The polls come after activists recently called for removal of a controversial statue of a Danish-Norwegian coloniser

Citizens in Greenland’s capital Nuuk have until Tuesday to cast a vote which will determine the future of of a controversial statue after advocates recently called for its removal.

Greelandic media, KNR, reported a total of 555 votes for a statue of the Danish-Norwegian coloniser and priest, Hans Egede, to remain while 324 were against it.

The result of the polls were to be relayed to the municipal council, which shall announce a decision on the fate of the monument on September 2.

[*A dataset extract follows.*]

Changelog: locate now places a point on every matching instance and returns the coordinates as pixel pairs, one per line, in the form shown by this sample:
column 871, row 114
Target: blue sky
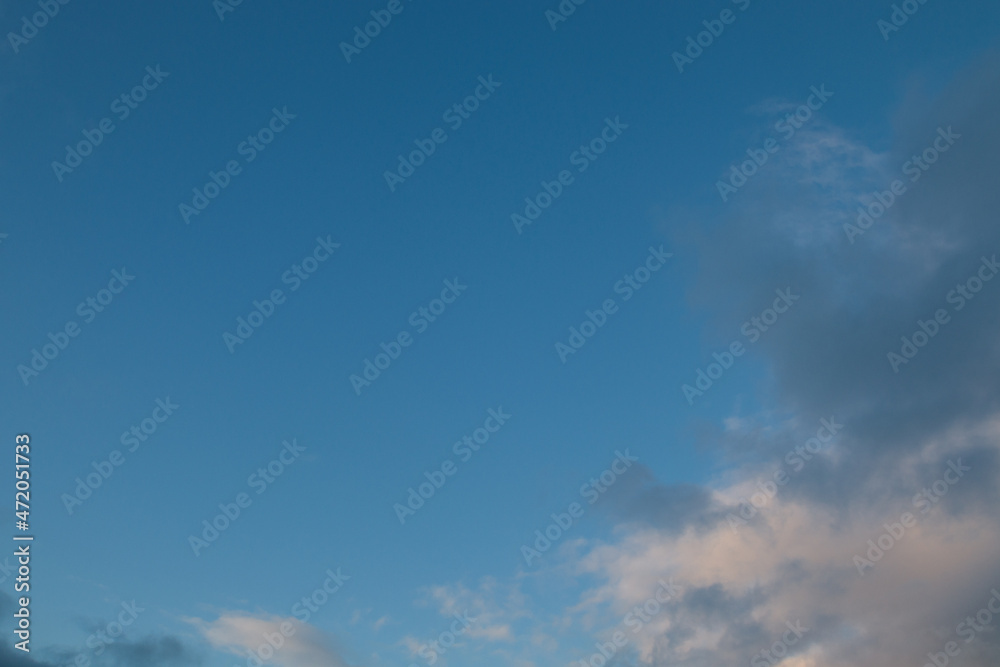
column 321, row 183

Activists wrote ‘Decolonize’
Egede’s statue was vandalised in Greenland in June when activists argued that it reminded the islanders of trauma from their colonial past.

On the eve of Greenland’s National Day, the police said that activists poured red paint on the statue and wrote “Decolonize” on it.

Some historians credit Egede for preventing Greenland from being a British colony while Inuit activists believe his statue represents the silencing of indigenous people.

The BLM debate
The monument has been the subject of debate following a global anti-statue campaign arising from the Black Lives Matter movement fuelled by the killing of African-American man George Floyd in May.

The movement has primarily targeted slave traders and colonisers.

Elsewhere in the world, statues have been contentious for honouring leaders linked to racism and colonisation.

There is another statue of Egede in front of Marmorkirken in Copenhagen that activists want removed.